Das lernt die KI laut der Polizei aber nur mithilfe von Aufzeichnungen echter Menschen. Die sollen von den Kameras am Hansaplatz und Hachmannplatz kommen. Jetzt hat die Polizei NDR 90,3 auf Anfrage mitgeteilt, dass die KI ab Anfang September mit den Aufnahmen gefüttert werden soll.

Aufnahme nicht rund um die Uhr

Nach Angaben der Polizei werden die Aufnahmen dann jeweils montags bis donnerstags von 15 Uhr bis 6 Uhr am folgenden Morgen gemacht, außerdem freitags bis sonntags von 9 Uhr morgens bis 6 Uhr am Folgetag.

An beiden Plätzen hängen bereits Schilder, die klarstellen, dass dort Videobeobachtung stattfindet. Diese sollen nicht geändert werden. Wer möchte, dass seine oder ihre Aufnahmen nicht zum KI-Training verwendet werden, muss die Plätze zu den Aufnahmezeiten meiden.

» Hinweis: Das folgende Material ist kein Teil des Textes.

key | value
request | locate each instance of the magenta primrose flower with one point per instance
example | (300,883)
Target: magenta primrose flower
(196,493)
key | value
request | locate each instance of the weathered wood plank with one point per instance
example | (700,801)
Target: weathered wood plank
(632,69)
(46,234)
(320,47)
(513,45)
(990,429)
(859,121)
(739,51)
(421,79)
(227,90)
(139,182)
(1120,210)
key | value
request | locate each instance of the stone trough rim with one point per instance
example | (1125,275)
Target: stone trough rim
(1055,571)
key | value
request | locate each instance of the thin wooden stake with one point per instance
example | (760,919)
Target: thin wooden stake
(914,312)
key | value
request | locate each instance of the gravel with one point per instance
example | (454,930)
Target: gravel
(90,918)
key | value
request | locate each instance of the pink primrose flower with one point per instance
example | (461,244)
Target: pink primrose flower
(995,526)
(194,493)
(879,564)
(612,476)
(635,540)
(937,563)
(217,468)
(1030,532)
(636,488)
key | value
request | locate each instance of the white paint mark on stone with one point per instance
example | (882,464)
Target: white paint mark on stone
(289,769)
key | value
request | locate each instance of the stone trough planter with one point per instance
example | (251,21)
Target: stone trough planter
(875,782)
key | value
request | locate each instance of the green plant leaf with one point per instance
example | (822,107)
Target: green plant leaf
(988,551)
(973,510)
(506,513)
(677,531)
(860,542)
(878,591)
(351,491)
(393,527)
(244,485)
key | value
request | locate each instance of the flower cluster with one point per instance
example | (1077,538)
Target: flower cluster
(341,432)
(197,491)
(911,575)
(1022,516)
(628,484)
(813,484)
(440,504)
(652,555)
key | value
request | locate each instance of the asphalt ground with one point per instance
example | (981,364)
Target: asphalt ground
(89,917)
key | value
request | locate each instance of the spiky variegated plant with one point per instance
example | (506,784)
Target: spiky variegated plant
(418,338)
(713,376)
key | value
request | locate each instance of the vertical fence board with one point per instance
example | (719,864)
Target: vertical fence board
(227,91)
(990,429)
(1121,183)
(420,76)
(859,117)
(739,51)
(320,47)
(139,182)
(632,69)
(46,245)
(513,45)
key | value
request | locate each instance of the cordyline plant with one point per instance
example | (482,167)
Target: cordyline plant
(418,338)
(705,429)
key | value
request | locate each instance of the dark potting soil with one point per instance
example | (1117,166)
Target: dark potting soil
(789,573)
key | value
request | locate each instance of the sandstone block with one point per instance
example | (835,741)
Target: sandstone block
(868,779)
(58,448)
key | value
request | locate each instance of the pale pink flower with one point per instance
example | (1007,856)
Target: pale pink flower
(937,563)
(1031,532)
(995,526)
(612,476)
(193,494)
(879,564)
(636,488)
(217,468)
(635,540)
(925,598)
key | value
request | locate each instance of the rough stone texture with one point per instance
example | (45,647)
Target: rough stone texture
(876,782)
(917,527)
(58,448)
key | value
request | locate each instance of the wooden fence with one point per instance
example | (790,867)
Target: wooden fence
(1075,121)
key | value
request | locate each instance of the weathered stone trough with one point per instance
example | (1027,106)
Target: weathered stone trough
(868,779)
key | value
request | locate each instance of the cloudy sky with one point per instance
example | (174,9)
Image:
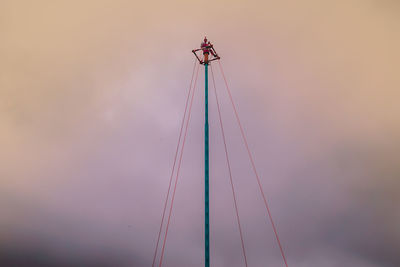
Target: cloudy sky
(92,94)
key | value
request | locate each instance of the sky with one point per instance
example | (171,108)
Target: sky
(92,94)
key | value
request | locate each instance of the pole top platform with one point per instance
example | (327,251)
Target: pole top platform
(208,51)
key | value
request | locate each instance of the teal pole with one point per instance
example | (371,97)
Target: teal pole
(206,175)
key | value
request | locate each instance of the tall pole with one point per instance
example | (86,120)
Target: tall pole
(206,174)
(209,55)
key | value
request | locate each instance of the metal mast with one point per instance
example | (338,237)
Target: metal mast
(207,49)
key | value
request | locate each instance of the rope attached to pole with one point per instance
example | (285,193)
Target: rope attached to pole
(178,168)
(173,166)
(229,169)
(254,167)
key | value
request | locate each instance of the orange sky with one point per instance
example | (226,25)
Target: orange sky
(92,92)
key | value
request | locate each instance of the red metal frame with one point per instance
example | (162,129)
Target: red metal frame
(207,49)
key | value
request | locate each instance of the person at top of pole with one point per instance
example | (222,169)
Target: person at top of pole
(206,47)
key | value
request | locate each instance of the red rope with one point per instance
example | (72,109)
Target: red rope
(254,167)
(229,168)
(178,169)
(173,166)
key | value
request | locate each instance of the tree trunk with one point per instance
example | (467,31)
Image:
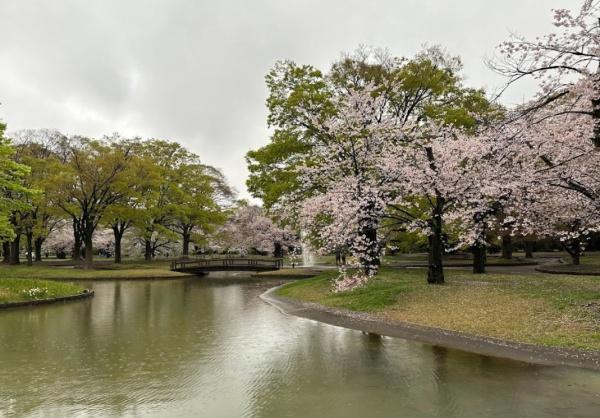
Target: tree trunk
(118,233)
(38,248)
(596,109)
(186,243)
(574,249)
(29,236)
(147,250)
(15,250)
(479,258)
(6,252)
(507,247)
(76,242)
(370,260)
(435,271)
(89,251)
(529,248)
(278,250)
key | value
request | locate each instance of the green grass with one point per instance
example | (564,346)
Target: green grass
(553,310)
(19,290)
(290,273)
(130,270)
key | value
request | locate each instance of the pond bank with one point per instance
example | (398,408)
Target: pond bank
(525,318)
(27,292)
(492,347)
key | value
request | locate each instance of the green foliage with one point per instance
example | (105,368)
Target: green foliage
(428,86)
(13,192)
(18,290)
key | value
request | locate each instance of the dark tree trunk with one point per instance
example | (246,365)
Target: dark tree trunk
(435,271)
(529,248)
(118,233)
(278,250)
(6,252)
(596,109)
(479,258)
(29,236)
(147,250)
(507,247)
(370,261)
(76,241)
(89,251)
(186,243)
(574,249)
(15,250)
(37,244)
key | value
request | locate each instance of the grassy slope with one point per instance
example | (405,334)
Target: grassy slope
(550,310)
(113,271)
(17,290)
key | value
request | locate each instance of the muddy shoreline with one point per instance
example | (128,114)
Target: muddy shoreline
(492,347)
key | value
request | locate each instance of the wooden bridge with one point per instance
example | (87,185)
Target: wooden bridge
(203,266)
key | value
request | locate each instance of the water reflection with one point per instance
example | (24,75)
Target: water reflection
(196,348)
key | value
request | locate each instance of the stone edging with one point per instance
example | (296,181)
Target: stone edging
(84,295)
(567,272)
(434,336)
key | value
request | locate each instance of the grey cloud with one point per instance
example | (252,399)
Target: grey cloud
(193,71)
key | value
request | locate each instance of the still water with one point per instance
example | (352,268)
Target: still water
(203,349)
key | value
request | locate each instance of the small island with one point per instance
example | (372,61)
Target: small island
(22,292)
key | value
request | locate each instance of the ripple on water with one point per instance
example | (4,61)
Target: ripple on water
(188,348)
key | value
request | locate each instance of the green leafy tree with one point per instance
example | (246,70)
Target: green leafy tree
(196,203)
(13,196)
(88,180)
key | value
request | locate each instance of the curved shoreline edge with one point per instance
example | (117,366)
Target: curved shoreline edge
(567,272)
(486,346)
(47,301)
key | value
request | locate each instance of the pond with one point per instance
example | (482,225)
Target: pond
(204,348)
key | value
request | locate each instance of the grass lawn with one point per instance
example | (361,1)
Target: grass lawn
(552,310)
(290,272)
(19,290)
(129,270)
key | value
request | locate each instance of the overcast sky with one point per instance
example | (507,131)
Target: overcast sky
(193,71)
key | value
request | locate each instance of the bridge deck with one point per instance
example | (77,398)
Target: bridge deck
(205,265)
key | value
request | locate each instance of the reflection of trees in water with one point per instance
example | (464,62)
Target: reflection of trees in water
(129,329)
(220,347)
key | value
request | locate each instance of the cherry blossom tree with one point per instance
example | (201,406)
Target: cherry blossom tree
(566,63)
(249,229)
(345,182)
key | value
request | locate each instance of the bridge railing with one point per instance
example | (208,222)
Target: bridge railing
(227,263)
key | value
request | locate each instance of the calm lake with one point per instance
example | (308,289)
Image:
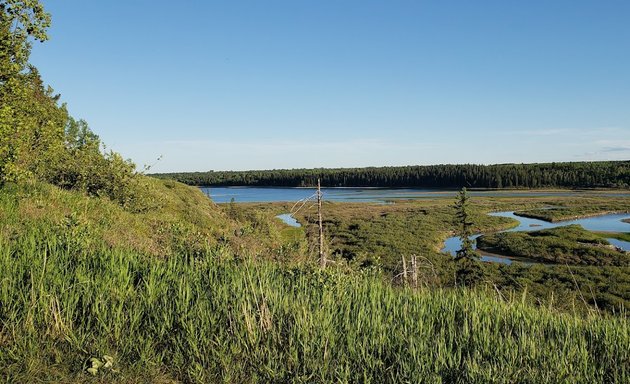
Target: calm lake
(370,195)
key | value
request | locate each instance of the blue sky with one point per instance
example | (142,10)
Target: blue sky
(233,85)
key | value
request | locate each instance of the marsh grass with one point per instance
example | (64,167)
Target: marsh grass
(211,318)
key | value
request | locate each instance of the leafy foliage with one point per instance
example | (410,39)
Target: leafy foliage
(38,139)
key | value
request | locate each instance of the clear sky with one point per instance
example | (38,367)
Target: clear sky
(233,85)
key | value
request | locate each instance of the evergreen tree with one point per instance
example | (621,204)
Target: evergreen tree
(464,226)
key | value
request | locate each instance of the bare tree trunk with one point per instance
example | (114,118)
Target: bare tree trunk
(322,259)
(414,271)
(404,271)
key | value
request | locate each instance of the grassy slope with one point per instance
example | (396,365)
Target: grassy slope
(173,216)
(369,234)
(79,279)
(215,319)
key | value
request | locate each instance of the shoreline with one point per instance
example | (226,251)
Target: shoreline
(574,217)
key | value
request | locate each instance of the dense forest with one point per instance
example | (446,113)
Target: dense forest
(603,174)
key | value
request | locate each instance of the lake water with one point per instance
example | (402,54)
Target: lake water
(370,195)
(605,223)
(289,220)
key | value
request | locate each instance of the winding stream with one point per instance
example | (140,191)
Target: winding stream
(603,223)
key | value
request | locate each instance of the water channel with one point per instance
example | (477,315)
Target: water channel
(603,223)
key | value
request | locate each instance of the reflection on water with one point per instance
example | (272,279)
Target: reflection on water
(370,195)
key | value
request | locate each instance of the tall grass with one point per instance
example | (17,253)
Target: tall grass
(210,319)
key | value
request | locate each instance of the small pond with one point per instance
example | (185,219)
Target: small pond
(603,223)
(289,220)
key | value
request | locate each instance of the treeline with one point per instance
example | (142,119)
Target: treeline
(602,174)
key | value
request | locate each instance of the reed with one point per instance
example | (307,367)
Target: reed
(212,318)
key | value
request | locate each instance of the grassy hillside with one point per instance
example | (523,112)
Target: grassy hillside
(213,318)
(172,216)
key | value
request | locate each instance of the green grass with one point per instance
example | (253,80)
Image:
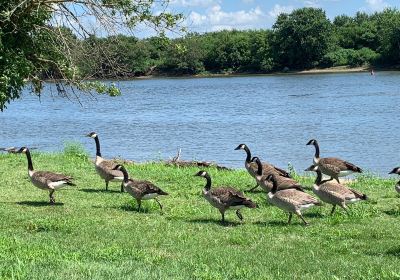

Teilweise lange Speicherung der Aufzeichnungen

Außerdem bestätigte ein Sprecher, dass einige Aufnahmen bis Ende August nächsten Jahres gespeichert werden könnten. Es handele sich dabei aber um „wenige geeignete Daten oder Videosequenzen“.

Auch der Hamburgische Datenschutzbeauftragte Thomas Fuchs hatte die Polizei nach der Speicherdauer gefragt und wer Zugriff auf die Bilder hat. Bislang hat er keine Antworten erhalten. Laut der Behörde geht er davon aus, dass das Training nicht startet, bevor diese Fragen geklärt sind.